Comme nous l’avons vu, l’emprise de l’auteur des violences conjugales est telle qu’elle entraine une carence maternelle à l’égard des enfants. Une femme battue vit dans la terreur. Dès lors, son attention pour sa survie est focalisée sur les agissements de Monsieur et elle délaisse ses préoccupations maternelles.
Cet argument adverse fondé sur les carences maternelles est souvent corroboré par le comportement des enfants dissociés. En effet, la dissociation affecte également les enfants ayant assisté directement ou non à des scènes de violences conjugales de leur père sur leur mère.
Il faut faire attention ! Souvent, lorsqu’il y a une séparation, les enfants paraissent aller bien lorsqu’ils sont chez leur père car le cerveau va se déconnecter pour pouvoir survivre. Les enfants vont comme s’anesthésier émotionnellement et physiquement. En effet, nous savons maintenant que la dissociation dure tant que perdure le danger. Au contraire, lorsque les enfants reviennent chez leur mère, ils se savent protégés et ne sont donc plus dissociés. Les troubles psychotraumatiques peuvent alors être observés : pleurs, colères, stress, difficultés à dormir.
Nous comprenons que ce mécanisme de protection peut prêter à confusion et c’est souvent la raison qui motive le magistrat à confier les enfants au père.

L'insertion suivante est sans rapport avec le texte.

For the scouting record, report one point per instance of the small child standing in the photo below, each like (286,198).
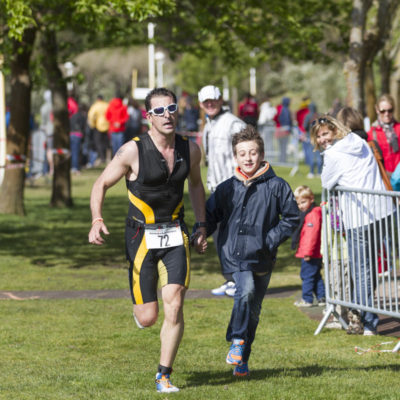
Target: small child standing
(256,211)
(307,240)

En conclusion, il est nécessaire, voire impératif, de connaitre les process de protection physiques et physiologiques des victimes afin de les accompagner de manière la plus adéquate possible. Cette compréhension peut, si elle est largement diffusée auprès des professionnels, éviter un certain nombre d'erreurs et de mauvaises appréciations de la situation.